Your post is a hyperbole, but Spotify's desktop client does this already for
free users. If you lower the volume below a certain level on the client while
an ad is playing, it will pause the ad until you raise the volume again.

------
DigitalSea
Adblock is the first extension I install and have done so for the last few
years, even back before Chrome was on the market and everyone was using
Firefox. I would like to point out that I DO disable Adblock for domains I
want to support like blogs and sites I don't mind seeing advertisements on.
However, I keep it on by default.

The problem for me is that I don't take too kindly to being tracked and
targeted by advertisements. Even though Adblock isn't a completely mitigation
of tracking, it does go a long way to try and make you less traceable by
advertisers. I also am not a fan of distasteful advertisements either. Case in
point: on The Pirate Bay I make sure I have Adblock installed before I go
there so I don't get bombarded with Russian bride or pornography
advertisements and popups.

Blocking advertisements is our right, this is ridiculous in my opinion. If
users want to block advertisements, then, they can either detect Adblock
(which can be easily done) and restrict access or find other ways to make
money that doesn't involve spamming banner and sidebar advertisements. I don't
install Adblock to deliberately take away money from websites that need ads
for support, I install it because there is a lot of bad advertising out there.
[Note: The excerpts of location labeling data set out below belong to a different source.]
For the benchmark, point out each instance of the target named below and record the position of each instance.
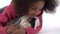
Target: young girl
(27, 10)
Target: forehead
(38, 4)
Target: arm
(5, 17)
(30, 30)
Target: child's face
(35, 8)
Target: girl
(30, 8)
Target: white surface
(51, 23)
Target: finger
(19, 31)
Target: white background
(51, 22)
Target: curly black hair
(22, 6)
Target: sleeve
(30, 30)
(4, 18)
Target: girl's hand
(15, 29)
(25, 22)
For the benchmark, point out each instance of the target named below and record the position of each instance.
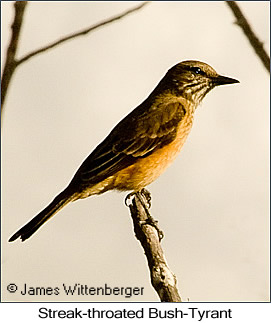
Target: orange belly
(146, 170)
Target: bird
(143, 144)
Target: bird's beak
(221, 80)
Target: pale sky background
(212, 203)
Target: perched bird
(143, 144)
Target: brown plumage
(143, 144)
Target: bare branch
(80, 33)
(10, 63)
(162, 279)
(253, 39)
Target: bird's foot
(144, 197)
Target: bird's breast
(146, 169)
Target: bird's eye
(197, 70)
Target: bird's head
(193, 80)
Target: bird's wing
(136, 136)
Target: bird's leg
(144, 197)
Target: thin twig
(253, 39)
(10, 63)
(162, 278)
(80, 33)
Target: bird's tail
(33, 225)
I don't think such a case would go very far, but it will be interesting either
way to see how far this goes and if the tactic of forcing the creator of
Adblock to settle or go bankrupt is employed like it is elsewhere to eliminate
threats like the copyright industry like to use.

------
akafred
OkCupid has (or had, at least, haven't visited in a while) a pretty decent
approach to ad blockers. They detect that you block ads and (after explaining
that ads are a big part of the revenue of their service, for which you
currently pay nada ...) offer you an option to pay a small sum not to have to
see ads (or you can turn ads back on).